Mardi, la première ministre Christy Clark a présenté ses excuses pour les propos tenus dans ce document sur les « stratégies multiculturelles » du Parti libéral.
Ce document fait état de moyens pour inciter les électeurs des communautés multiculturelles à voter libéral en présentant, par exemple, des excuses pour les torts historiques commis par Victoria.
Le président de la Société canadienne pour la réconciliation, Bill Chu, affirme qu'il ne peut pas accepter les excuses de Christy Clark.
« Il est éviden,t vu les propos tenus dans ce document, qu'ils veulent manipuler notre communauté, et pas seulement notre communauté, mais toutes les communautés multiculturelles », a déclaré Bill Chu lors d'un point de presse vendredi.
« Le manque de respect y est évident d'un couvert à l'autre », ajoute-t-il.
D'autre part, la première ministre Christy Clark a annoncé vendredi par voie de communiqué qu'elle avait donné à son sous-ministre, secrétaire de cabinet et chef de la fonction publique, John Dyble, le mandat d'examiner le document.
Celui-ci devra établir si des ressources gouvernementales ont été utilisées de façon inadéquate et s'il y a eu infraction à la loi sur les services publics. Son rapport sera rendu public.
L'opposition néo-démocrate a demandé, par souci d'impartialité, que John Dyble soit remplacé, car il travaille au Bureau de la première ministre.
Le document a été rendu public mercredi par le Nouveau Parti démocratique qui en avait obtenu copie.
En janvier, le document avait été envoyé du compte de courriel d'un membre haut placé du bureau de la première ministre.
Christy Clark a déclaré qu'elle ignorait qui avait créé le document controversé.
Selon Bill Chu, bien que le gouvernement fédéral se soit excusé officiellement en 2006 d'avoir exclu systématiquement les immigrants chinois du Canada, le gouvernement provincial n'a pas encore admis sa participation à cette pratique d'exclusion.

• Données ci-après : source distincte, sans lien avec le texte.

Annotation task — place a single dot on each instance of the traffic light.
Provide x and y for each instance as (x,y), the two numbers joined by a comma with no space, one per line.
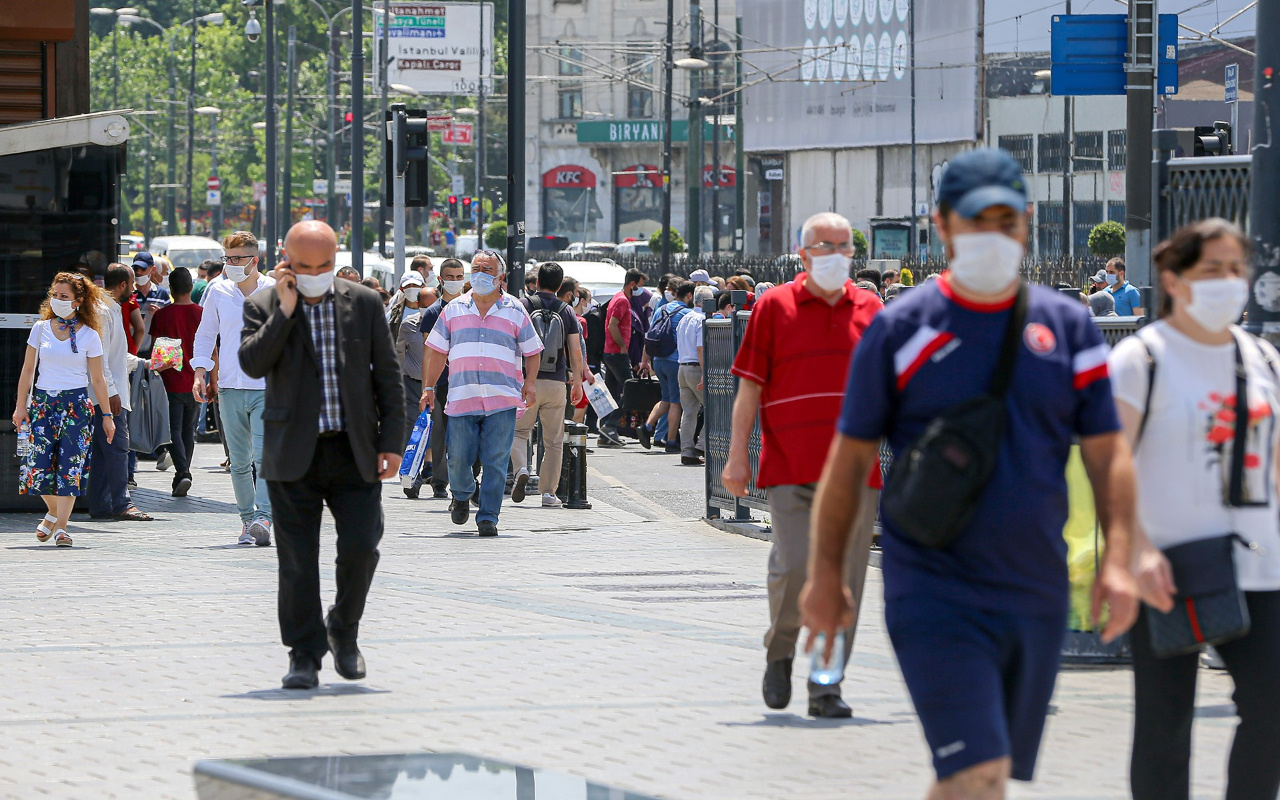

Les Chinois de la Colombie-Britannique ont longtemps été traités inéquitablement. Une fois la construction du chemin de fer du Canadien Pacifique terminée en 1885, le gouvernement britanno-colombien a demandé à Ottawa d'adopter des lois pour limiter l'immigration chinoise. La province recevait également la moitié de la taxe d'entrée imposée aux immigrants chinois à certaines époques.
Bill Chu note que les torts envers la communauté chinoise et d'autres communautés culturelles de la province, telles que les Premières Nations, se poursuivent. Il souligne qu'encore aujourd'hui, des sites patrimoniaux sont partiellement détruits par l'exploration minière et la construction.